Initially, Icon is applying Watson Clinical Trial Matching to its breast, lung, colon and rectal cancer trials. The solution enables Icon to advise sponsors how many patients match their trial criteria, where they are located and how they will recruit them. IBM’s Watson Health Cloud will facilitate access to de-identified patient data, including 50 million patient records contained in the data set from Explorys, which IBM acquired in April. At the same time, Icon enhances IBM Watson’s capabilities by providing expertise into clinical trial protocols and clinical operations.
The cost and time involved in clinical trials is considerable. More than $1.3 billion is spent on patient recruitment by drug developers each year and yet fewer than 5% of cancer patients participate in a clinical trial. It also typically takes six to 12 months to start up a global phase III drug trial and another 12 months to enroll the required number of patients.

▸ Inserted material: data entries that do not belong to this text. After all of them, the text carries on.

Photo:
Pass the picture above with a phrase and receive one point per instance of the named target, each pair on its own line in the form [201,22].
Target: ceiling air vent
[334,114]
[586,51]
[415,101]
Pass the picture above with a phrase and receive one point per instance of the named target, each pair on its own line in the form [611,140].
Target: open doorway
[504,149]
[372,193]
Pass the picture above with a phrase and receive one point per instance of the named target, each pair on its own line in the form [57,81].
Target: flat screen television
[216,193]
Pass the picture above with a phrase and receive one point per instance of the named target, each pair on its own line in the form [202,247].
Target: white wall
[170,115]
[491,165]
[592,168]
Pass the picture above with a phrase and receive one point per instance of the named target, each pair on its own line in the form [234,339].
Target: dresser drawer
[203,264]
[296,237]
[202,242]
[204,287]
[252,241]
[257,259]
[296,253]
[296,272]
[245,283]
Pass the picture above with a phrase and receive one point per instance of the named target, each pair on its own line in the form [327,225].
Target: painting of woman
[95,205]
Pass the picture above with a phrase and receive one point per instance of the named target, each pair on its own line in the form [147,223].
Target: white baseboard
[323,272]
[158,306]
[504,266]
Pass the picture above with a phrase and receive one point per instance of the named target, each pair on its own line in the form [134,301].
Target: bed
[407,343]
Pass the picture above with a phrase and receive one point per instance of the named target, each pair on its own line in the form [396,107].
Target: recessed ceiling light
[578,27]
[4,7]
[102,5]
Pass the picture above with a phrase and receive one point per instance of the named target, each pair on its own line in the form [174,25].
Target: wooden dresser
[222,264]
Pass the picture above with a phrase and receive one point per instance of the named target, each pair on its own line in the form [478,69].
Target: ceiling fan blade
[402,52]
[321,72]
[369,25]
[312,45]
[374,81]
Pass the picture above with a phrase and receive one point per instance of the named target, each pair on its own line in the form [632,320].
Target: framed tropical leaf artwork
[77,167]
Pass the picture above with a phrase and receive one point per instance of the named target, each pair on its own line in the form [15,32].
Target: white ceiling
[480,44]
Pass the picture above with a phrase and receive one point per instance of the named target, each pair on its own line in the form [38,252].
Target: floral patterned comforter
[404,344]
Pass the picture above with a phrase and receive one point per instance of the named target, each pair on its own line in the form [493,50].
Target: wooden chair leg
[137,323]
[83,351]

Icon’s Chief Operating Officer Dr. Steve Cutler said, “Recruiting the required number of patients for clinical trials is a constant challenge for our customers and can represent more than 30% of total study costs. By applying IBM Watson to our clinical trials, we have the potential to revolutionize clinical trial feasibility, patient recruitment and study startup timelines, which will help our customers take significant time and cost from their development programmes. Together with IBM, we are also providing a better and faster way to connect patients with clinical trials that are most relevant to them.”
“Clinical trials are crucial in the drug and treatment development process, but when it comes to identifying appropriate trial candidates, there are significant data challenges, which can contribute to delays for bringing new therapies to market,” said Sean Hogan, vice president and general manager, IBM Healthcare. “Through cognitive computing and cloud-based data, our goal is to help our clients accelerate the time it takes to complete clinical trials and reach conclusive trial results.”